To detect, document and define previously unknown variation is a rather demanding task. First, it requires measuring a broad set of characters, in order not to miss the relevant morphological differences by not measuring a particular feature. In fact, even the conventional set already constitutes a compromise between desirable accuracy and work load, and is perhaps representing a dangerous restriction, because a (hitherto unknown) variant might be crucially different in some characters not considered. Therefore, although the logical recommendation would be to measure all characters possible, we recommend to measure at least a core set of the characters presented in Table 3 (bold type), together with the 20 point coordinates of wing morphometry as shown in Fig. 2. From these measures, any indices or compound measures can be calculated. This minimum of common measurements would also ensure a sufficiently broad base for referencing the new variation against the known character distributions, and provide a sufficiently accurate account of features representing a numerical description of the morphological variation of the bees.

Procedures for analysis are supplied in common statistical software packages, such as SPSS, Systat, Statistica or others. Analysis should be based on the mean of 10 to 15 colony members rather than on single workers. Otherwise, because of the relatedness of workers to each other, some degree of pseudo-replication, difficult to account for, would be introduced. Only the measurements of the primary characters, not the derived compound measurements or indices are used for analysis. In the investigation of unknown variation, a first aim is to investigate the sample character sets, in reference to samples from already identified and confirmed groups.

There are two main methods (detailed below) to detect whether the samples under study represent one or more groups. The most common and recommended primary method is principal component analysis (PCA), which reduces the numbers of dimensions (each character is a dimension) to two or three main factor dimensions, into which the positioning of samples can be plotted and then inspected visually.

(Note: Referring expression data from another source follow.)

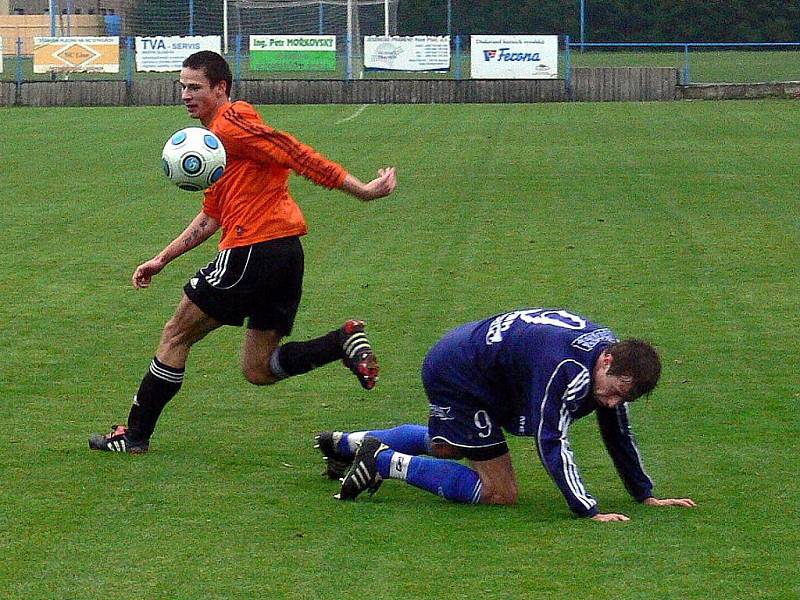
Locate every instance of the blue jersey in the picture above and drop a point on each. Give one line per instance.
(534, 370)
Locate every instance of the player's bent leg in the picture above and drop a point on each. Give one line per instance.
(162, 381)
(339, 447)
(498, 479)
(187, 326)
(258, 347)
(375, 461)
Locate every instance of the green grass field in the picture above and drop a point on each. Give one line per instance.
(677, 222)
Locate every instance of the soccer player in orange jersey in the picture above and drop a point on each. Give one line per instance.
(258, 272)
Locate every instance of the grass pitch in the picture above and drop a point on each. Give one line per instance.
(677, 222)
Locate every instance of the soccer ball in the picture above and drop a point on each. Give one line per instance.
(193, 158)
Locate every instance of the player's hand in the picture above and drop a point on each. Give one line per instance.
(382, 185)
(606, 517)
(145, 271)
(684, 502)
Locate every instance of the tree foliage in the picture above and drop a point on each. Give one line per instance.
(611, 20)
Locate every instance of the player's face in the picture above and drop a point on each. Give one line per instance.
(200, 98)
(610, 390)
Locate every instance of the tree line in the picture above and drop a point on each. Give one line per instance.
(610, 20)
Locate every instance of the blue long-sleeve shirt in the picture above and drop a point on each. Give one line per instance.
(534, 368)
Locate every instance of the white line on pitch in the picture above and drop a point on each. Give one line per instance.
(361, 109)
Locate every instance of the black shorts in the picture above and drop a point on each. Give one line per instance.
(262, 283)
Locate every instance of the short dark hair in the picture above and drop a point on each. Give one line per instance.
(638, 360)
(213, 65)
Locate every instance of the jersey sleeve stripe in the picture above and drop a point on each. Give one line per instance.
(327, 175)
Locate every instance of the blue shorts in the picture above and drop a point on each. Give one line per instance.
(460, 417)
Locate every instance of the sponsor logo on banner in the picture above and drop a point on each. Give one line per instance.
(514, 57)
(76, 54)
(417, 53)
(167, 53)
(293, 52)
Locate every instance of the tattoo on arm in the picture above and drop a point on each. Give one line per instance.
(196, 233)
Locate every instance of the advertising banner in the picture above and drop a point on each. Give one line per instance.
(76, 54)
(514, 56)
(293, 52)
(163, 54)
(417, 53)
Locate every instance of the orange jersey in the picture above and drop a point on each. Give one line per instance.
(252, 200)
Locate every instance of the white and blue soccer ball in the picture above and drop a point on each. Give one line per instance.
(193, 158)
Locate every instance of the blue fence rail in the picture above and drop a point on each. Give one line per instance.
(686, 47)
(460, 56)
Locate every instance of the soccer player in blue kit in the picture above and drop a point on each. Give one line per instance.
(528, 372)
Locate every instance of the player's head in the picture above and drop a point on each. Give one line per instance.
(214, 66)
(625, 371)
(205, 85)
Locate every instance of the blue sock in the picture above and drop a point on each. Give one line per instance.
(408, 439)
(449, 479)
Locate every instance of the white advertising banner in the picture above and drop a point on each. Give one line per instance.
(410, 53)
(166, 53)
(76, 54)
(514, 56)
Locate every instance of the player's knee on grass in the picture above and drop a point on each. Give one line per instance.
(444, 450)
(505, 495)
(498, 479)
(257, 374)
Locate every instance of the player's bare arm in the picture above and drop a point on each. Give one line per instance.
(199, 230)
(383, 185)
(683, 502)
(607, 517)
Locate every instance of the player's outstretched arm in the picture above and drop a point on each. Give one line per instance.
(381, 186)
(199, 230)
(606, 517)
(684, 502)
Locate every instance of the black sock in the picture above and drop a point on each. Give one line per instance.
(159, 386)
(295, 358)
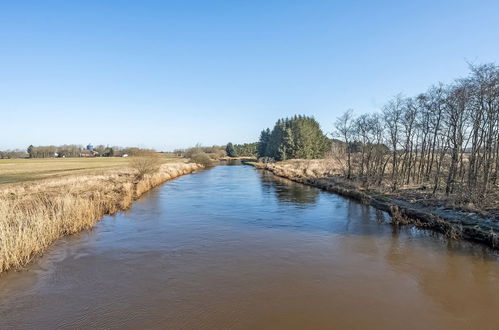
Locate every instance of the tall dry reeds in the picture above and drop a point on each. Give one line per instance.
(33, 215)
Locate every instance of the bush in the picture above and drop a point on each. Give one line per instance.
(145, 164)
(201, 158)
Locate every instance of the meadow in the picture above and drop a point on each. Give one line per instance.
(22, 170)
(42, 200)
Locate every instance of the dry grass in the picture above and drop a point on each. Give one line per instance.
(19, 170)
(35, 214)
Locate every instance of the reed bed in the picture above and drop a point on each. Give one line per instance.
(33, 215)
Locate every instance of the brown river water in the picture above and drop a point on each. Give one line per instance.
(236, 248)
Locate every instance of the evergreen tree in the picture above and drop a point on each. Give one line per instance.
(229, 149)
(297, 137)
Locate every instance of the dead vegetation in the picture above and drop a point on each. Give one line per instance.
(35, 214)
(406, 207)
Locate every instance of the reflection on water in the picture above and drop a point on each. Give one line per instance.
(288, 191)
(235, 248)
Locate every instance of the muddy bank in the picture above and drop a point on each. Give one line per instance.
(454, 224)
(35, 214)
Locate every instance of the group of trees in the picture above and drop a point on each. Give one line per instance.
(16, 153)
(242, 150)
(445, 138)
(66, 150)
(296, 137)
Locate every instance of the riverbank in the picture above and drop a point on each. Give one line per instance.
(455, 224)
(34, 214)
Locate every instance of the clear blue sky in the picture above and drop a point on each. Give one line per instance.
(169, 74)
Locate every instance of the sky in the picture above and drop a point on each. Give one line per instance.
(170, 74)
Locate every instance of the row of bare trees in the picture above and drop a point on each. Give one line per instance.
(446, 138)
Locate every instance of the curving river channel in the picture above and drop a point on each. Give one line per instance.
(236, 248)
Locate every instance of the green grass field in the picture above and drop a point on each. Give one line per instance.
(19, 170)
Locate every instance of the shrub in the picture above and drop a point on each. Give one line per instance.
(145, 164)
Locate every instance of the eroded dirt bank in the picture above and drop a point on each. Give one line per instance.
(454, 224)
(34, 214)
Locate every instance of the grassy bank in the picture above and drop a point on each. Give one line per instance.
(34, 214)
(18, 170)
(404, 208)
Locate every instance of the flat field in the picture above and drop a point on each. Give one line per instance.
(19, 170)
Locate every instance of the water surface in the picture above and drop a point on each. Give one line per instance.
(236, 248)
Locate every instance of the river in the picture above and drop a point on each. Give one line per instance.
(233, 247)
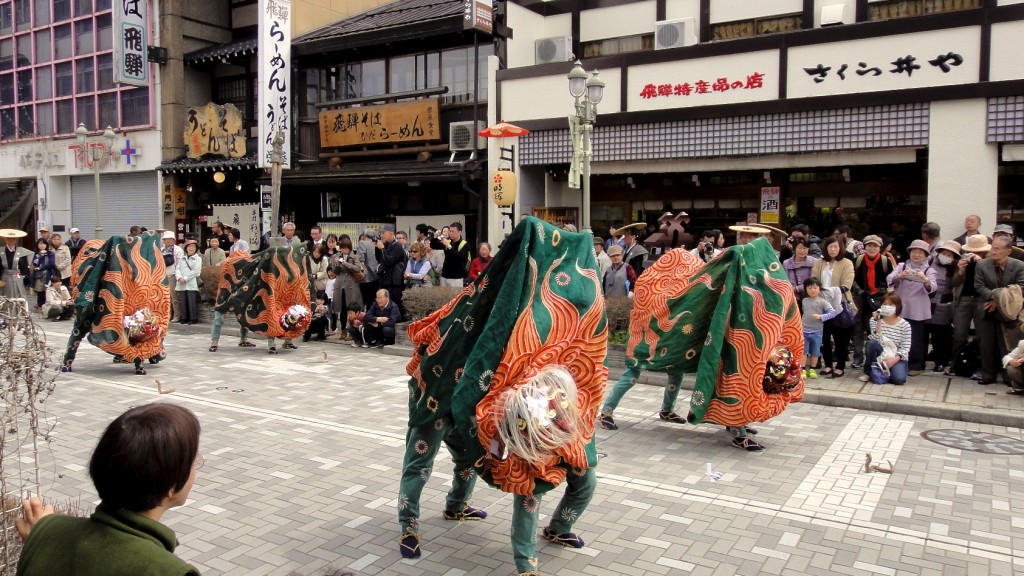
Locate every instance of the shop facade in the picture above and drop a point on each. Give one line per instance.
(882, 126)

In an easy situation, the new samples separate into one or few clusters distinct from all reference clusters. However, quite frequently, they only occupy distinct areas of a point cloud and are not clearly set apart, signifying some not unusual overlap with other groups. For interpretation, plotting several dimensions against each other, combined with local labelling of the samples can be helpful to clarify the positioning.

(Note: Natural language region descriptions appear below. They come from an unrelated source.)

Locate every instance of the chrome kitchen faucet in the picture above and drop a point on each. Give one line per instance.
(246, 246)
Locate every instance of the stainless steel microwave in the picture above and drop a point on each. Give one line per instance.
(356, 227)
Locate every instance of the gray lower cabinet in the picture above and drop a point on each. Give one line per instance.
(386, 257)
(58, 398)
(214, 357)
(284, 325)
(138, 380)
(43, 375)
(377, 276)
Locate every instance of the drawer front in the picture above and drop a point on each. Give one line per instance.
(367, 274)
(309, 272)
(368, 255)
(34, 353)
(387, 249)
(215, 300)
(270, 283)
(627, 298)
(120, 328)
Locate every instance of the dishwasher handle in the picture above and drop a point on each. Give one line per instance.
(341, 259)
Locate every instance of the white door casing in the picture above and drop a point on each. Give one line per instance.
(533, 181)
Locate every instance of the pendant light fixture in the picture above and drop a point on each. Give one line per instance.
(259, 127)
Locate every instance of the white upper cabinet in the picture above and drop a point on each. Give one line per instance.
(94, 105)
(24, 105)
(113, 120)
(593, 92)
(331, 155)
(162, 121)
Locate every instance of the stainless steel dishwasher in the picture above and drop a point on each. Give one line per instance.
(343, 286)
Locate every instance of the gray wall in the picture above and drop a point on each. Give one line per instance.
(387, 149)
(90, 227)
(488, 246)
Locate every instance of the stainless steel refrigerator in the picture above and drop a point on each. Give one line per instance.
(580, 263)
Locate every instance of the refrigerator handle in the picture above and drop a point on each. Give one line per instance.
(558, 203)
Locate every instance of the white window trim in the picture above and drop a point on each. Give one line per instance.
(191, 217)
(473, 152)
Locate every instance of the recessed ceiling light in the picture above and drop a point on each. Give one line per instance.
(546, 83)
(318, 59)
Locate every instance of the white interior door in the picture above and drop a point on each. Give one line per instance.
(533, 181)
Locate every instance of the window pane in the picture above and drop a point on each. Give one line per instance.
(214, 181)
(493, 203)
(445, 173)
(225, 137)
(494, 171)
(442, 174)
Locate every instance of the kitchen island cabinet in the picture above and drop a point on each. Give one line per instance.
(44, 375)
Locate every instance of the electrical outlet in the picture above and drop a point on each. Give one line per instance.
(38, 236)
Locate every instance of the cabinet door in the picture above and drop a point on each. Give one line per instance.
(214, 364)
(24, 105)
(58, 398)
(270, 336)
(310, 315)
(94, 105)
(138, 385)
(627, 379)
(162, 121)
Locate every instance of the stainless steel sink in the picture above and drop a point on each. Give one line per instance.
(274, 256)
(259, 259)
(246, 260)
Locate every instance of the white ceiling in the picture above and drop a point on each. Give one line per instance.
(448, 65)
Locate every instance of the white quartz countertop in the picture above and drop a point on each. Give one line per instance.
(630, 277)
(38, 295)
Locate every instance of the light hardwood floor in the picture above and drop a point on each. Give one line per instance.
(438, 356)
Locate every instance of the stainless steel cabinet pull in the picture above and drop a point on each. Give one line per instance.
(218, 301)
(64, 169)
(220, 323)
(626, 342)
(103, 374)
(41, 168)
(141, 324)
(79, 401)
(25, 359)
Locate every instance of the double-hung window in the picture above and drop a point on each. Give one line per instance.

A second useful method to identify grouping patterns is k-means clustering, a procedure separating the samples under analysis into different, predefined, numbers of groups, and indicating by an F-statistics based goodness of fit test which number of groups fits best. In addition, k-means group memberships can be matched against the geographical distribution of the samples to investigate the consistency of grouping with local coherence or ecological zones. Hierarchical clustering procedures may also be used to supplement the analysis, as long as the number of samples is not too high. Distance matrices can be very helpful for clarifying relations to other groups.

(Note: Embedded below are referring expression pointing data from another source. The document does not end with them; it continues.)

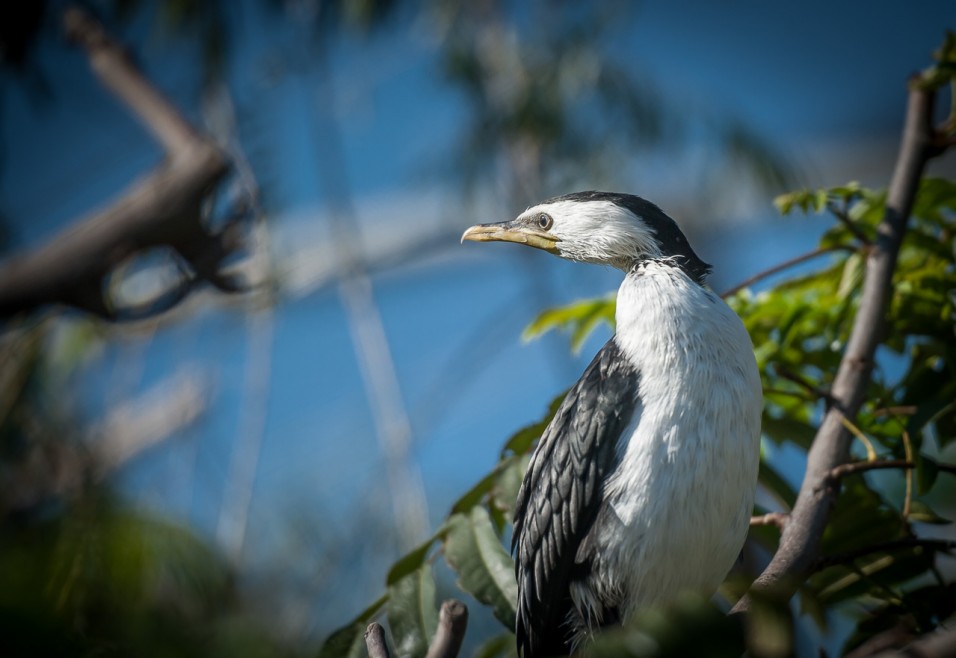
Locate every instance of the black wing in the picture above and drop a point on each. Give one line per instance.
(561, 496)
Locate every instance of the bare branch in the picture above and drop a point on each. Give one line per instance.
(851, 468)
(895, 545)
(799, 544)
(779, 519)
(162, 209)
(375, 641)
(452, 623)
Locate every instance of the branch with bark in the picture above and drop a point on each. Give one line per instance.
(798, 550)
(452, 622)
(162, 210)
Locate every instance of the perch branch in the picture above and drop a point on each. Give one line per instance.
(375, 641)
(161, 209)
(786, 265)
(452, 622)
(895, 545)
(800, 540)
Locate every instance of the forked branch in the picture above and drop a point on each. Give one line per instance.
(161, 210)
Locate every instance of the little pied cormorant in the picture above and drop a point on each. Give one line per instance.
(643, 484)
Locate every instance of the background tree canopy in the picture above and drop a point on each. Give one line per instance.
(248, 374)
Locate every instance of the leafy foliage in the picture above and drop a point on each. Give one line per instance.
(874, 554)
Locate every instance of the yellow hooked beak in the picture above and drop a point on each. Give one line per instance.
(512, 232)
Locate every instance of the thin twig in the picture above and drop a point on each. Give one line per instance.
(852, 468)
(908, 499)
(858, 433)
(907, 410)
(787, 264)
(375, 641)
(452, 622)
(778, 519)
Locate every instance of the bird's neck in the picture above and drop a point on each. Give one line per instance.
(659, 306)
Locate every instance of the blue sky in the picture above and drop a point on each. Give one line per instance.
(823, 83)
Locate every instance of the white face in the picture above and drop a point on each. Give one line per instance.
(594, 231)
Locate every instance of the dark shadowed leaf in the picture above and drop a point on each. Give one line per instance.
(484, 568)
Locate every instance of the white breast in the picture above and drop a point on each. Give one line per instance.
(684, 487)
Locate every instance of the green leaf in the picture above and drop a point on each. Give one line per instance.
(500, 646)
(580, 318)
(791, 430)
(409, 562)
(776, 485)
(921, 512)
(522, 440)
(349, 640)
(484, 569)
(412, 612)
(505, 492)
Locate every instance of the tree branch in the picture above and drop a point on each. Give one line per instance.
(162, 209)
(799, 544)
(375, 641)
(786, 265)
(452, 622)
(895, 545)
(779, 519)
(841, 471)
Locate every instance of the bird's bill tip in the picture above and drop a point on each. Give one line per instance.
(508, 232)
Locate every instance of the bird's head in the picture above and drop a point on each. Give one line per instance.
(620, 230)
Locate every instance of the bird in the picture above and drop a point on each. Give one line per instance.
(642, 486)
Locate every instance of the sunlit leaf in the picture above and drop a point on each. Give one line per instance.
(412, 612)
(579, 318)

If the above methods have led to a sensible group definition, this should finally be verified by discriminant analysis which determines the significance of group differences and the accuracy with which samples are re-allocated into their correct groups.

A major difficulty in finding and verifying groups is to differentiate gradual, clinal change in character distributions from truly distinct groupings. The main caveat is that gaps in the sampling pattern can easily give the impression that two or more distinct groups exist, which may even be verified statistically, although the distinctness would disappear if the whole range had been sampled evenly (Radloff and Hepburn, 1998). In contrast, true groups are characterized by sudden morphological changes in relation to their geographic origin, which can be verified by geographic plots and relations to physiogeography. However, even in the case of clinal changes over extended regions the necessity might arise to name the different ends of the cline differently, although they only represent parts of a continuous distribution. There is no obvious general solution to this problem.